Samedi 16 Novembre 2013
Quinze jours s'étaient écoulés depuis l'exercice d'Halloween, Exercice qu'elle avait réussi haut la main, étant la première à franchir la ligne d'arrivée, et ce en ayant évité tous les pièges des instructeurs comme des rouges. Son grand frère Matthew l'avait naturellement chaleureusement félicité, mais elle avait aussi reçu quelques mots sympathiques d'autres agents expérimentés qu'elle avait pourtant coiffé au poteau. Et elle reçut même ce qu'elle jugea comme étant une approbation gromelante du terrible instructeur en chef Gordon Mac Gowan.
Et depuis s'était installé un certain... Calme. Oui, la vie au campus était somme toute calme, simplement rythmée par des exercices ci et là, mais surtout, bouleversée par les missions pour quelques semaines. Ou même juste une journée, parfois.
Pourtant, cet après midi, ce fut autre chose qui bouleversa sa journée. Car elle alla au cinéma avec Bruce. Et d'autres agents, auxquels elle n'a guère accordée d'attention. Tout ce qui lui comptait, c'était de pouvoir passer du temps avec le jeune adolescent loin du campus. Dans la détente la plus pure.
Elle avait d'ailleurs passé la matinée complète à se demander comment elle allait s'habiller, se coiffer, et toutes sortes d'autres questions de ce genre là. Regrettant quelque peu de ne pas pouvoir appeler Lily, l'amie qu'elle s'était faite en mission à Salt Lake City. Elle était sûre qu'elle, elle aurait su ce qu'elle devait faire.
Finalement, elle opta pour une jupe blanche plissée, sur un collant tout aussi blanc -c'était une journée froide, et elle ne voulait pas tomber malade- avec un chemisier d'un beige très doux, brodé de signes nippons dorés.
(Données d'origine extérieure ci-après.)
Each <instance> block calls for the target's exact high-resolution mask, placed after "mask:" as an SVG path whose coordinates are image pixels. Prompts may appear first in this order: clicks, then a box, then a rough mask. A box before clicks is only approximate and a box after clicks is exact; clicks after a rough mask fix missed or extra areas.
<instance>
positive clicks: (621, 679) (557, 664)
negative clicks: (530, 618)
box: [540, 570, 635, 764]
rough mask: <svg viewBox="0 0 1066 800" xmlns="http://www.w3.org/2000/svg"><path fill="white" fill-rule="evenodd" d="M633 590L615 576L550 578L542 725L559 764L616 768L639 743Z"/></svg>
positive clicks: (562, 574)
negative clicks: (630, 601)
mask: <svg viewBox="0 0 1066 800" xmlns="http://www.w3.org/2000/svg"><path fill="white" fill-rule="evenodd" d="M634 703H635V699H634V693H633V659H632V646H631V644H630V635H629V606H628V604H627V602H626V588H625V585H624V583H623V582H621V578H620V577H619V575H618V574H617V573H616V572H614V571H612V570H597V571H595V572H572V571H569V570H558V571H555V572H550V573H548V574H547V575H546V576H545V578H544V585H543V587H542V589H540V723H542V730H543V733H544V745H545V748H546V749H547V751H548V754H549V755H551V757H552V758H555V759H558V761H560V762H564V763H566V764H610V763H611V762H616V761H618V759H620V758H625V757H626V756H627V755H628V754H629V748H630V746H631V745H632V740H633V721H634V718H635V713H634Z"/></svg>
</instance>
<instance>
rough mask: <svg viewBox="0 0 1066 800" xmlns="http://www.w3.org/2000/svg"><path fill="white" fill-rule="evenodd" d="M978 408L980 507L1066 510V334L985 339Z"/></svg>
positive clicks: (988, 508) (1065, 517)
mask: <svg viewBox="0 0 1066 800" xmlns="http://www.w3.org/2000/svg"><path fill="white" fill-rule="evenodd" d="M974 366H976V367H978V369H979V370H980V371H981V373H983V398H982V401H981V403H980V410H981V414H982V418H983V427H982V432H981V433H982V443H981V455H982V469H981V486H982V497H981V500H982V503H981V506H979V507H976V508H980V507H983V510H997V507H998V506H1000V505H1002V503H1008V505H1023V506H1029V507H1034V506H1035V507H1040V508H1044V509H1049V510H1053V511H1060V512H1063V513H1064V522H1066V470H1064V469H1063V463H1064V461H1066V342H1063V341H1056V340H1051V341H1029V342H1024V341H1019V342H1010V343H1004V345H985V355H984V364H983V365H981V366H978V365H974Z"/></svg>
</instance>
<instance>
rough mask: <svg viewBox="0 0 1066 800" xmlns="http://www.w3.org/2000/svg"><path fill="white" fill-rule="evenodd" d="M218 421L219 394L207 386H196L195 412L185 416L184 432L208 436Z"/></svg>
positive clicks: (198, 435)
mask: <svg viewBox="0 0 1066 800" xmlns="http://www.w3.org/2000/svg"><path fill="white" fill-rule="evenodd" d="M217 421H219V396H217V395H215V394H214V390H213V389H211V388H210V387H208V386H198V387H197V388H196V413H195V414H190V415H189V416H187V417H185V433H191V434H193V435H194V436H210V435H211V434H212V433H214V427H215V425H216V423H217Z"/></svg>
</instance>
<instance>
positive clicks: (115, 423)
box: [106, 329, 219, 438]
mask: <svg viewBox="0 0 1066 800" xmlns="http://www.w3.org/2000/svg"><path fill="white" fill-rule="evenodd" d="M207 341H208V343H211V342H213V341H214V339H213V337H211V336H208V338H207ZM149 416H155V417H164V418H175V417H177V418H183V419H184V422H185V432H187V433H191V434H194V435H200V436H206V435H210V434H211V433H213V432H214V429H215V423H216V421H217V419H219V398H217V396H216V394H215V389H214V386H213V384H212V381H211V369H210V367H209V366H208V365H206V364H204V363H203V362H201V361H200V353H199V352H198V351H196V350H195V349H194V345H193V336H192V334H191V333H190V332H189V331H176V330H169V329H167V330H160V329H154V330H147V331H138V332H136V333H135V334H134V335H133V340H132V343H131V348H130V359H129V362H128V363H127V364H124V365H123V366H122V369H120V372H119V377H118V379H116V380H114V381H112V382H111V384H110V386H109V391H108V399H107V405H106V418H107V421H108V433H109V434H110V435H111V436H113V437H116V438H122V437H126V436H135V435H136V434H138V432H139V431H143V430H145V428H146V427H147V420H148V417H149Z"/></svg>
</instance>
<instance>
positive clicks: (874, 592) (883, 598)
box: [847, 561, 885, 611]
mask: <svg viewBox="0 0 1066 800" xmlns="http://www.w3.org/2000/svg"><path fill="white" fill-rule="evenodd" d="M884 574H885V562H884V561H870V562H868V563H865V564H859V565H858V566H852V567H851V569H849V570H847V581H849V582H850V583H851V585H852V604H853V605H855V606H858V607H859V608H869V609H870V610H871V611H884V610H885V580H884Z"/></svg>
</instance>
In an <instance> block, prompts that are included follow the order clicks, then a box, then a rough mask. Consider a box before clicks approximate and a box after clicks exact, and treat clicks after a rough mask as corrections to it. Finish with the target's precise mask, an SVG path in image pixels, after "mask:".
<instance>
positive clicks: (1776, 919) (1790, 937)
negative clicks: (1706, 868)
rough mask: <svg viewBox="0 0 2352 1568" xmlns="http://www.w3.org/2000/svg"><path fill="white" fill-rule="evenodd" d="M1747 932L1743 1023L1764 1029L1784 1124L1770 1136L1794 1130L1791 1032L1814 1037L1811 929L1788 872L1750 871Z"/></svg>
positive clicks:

Pour retenir sa grande chevelure noire, elle choisit deux peignes d'un blanc ivoire aux perles d'un bleu éclatant. Elle avait bien passé une demi heure devant son miroir, à tenter de faire ci ou ça avec ses cheveux qui lui arrivaient jusqu'en bas du dos, mais ce fut pourtant bien avec une coiffure toute simple, celle qu'elle affichait au quotidien qu'elle sortit.
En soi, c'était peut être mieux, se disait-elle maintenant qu'elle regardait autour d'elle, dans le petit espace café du cinéma. Elle aurait certainement détonné si elle avait gardé une coiffure plus sophistiquée.
Ils étaient allé voir La Stratégie Ender. Bruce et elle n'étaient pas les seuls agents du campus, mais ils s'étaient isolés en attendant qu'on les récupère. Ils avaient devant eux un bon quart d'heure, au moins, selon l'aîné de leur groupe qui avait signalé la fin du film au campus. Un quart d'heure à se détendre.
Itô avait acheté pour elle et Bruce un grand chocolat chaud, avec dessus beaucoup de chantilly. Ils étaient tout deux perchés sur de grands tabourets -Itô était plus grande assise sur celui ci que debout, et de très loin- buvant leur boisson délicieusement chaude.
« Tu as aimé le film Bruce ? »Ce n'était pas vraiment le genre de film d'Itô à vrai dire. Elle l'avait trouvé extrêmement violent. Mais elle avait eu énormément de sympathie pour le héros, Ender, un garçon de leur âge qui fut complètement manipulé. Et qui dut ensuite faire face à la terrible réalité. Elle se demandait si le film aurait une suite. Elle se demandait si Ender pouvait parvenir à vivre avec sur lui le poids d'une planète entière détruite. Plus tous les humains des vaisseaux de guerre qu'il avait sacrifié.
Alors, somme toute, elle avait peut être aimé ce film. Mais certainement pas pour les même raisons que ceux autour d'elle, pleins d'admiration pour les scènes d'actions spectaculaires.
« Ender nous ressemble, n'est ce pas ? »Elle avait parlé de son habituelle voix douce, même si une très légère pointe d'amertume était venue se glisser. Eux aussi étaient des petits génies servant les intérêts d'un gouvernement après tout. Bien sûr, elle savait qu'ils faisaient ce qui était juste. Mais elle avait parfaitement conscience qu'en temps de guerre, ou si pour une raison ou une autre, la Grande Bretagne sombrait dans le totalitarisme, alors, eux, agents de Cherub, devraient faire face à des situations moralement bien plus dures, complexes, et terribles moralement. Il fallait si peu de chose pour que tout change.